There is a definition that has always left nagging questions in my mind. To set it up, let $(\Omega, \cal{A}, (\cal{F}_t)_{t\geq 0}, P)$ be a filtered probability space. From Comets & Meyre's Calcul stochastique et modèles de diffusions,
Definition 3.2. A real-valued function $\phi$ on $\mathbb{R}^+\times \Omega$ is progressively measurable if, for all $t\in \mathbb{R}^+$, the mapping $(s,\omega) \mapsto \phi(s, \omega)$ on $[0, t]\times \Omega$ is $\cal{B}[0,t] \otimes \cal{F}_t$-measurable.
Clear enough. The authors go on to define $M^2(\mathbb{R}^+)$ to define the set (space) of all progressively measurable stochastic processes $\phi$ such that
$\mathbf{E}\int_{\mathbb{R}^+} \phi^2(t, \omega) dt < \infty$.
(This formula is verbatim from the book.)
My question is: does one simply interpret the expression on the left as a double integral à la the Fubini-Tonelli theorem, $\int_\Omega\int_{R^+} \ldots dt dP$, and if so, does progressive measurability ensure that $\phi$ is $\cal{B}(\mathbb{R}^+)\otimes \cal{A}$ measurable, so that this interpretation makes sense?

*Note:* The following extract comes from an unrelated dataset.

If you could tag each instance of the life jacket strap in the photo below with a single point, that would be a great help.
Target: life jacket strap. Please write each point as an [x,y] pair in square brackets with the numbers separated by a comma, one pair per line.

My attempts to realize $\phi$ as the limit of a sequence of measurable functions (like $\phi|_{[0, n]\times\Omega}$) have yielded nothing to convince me yet.
Best Answer
The formula
$$\mathbb{E} \int_{R+} \phi^{2}(t,\omega)dt$$
is a double integral a la Fubini-Tonelli. And if you did back there is probably a condition on the filtration saying that $\mathcal{F}_t \subset \mathcal{A}$ for all $t \ge 0$. So that progressive measurability does imply that $\phi^{2}(t,\omega)$ is $\mathcal{B}(\mathbb{R}^{+}) \otimes \mathcal{A}$ measurable. But making this integrand measurable isn't the main purpose of the progressive measurability condition. The main point is so that something like $f(t,X_t)$ where $X_t$ is an adapted process is again an adapted process. The integrability condition is to give $\mathcal{M}^{2}$ a Hilbert space structure.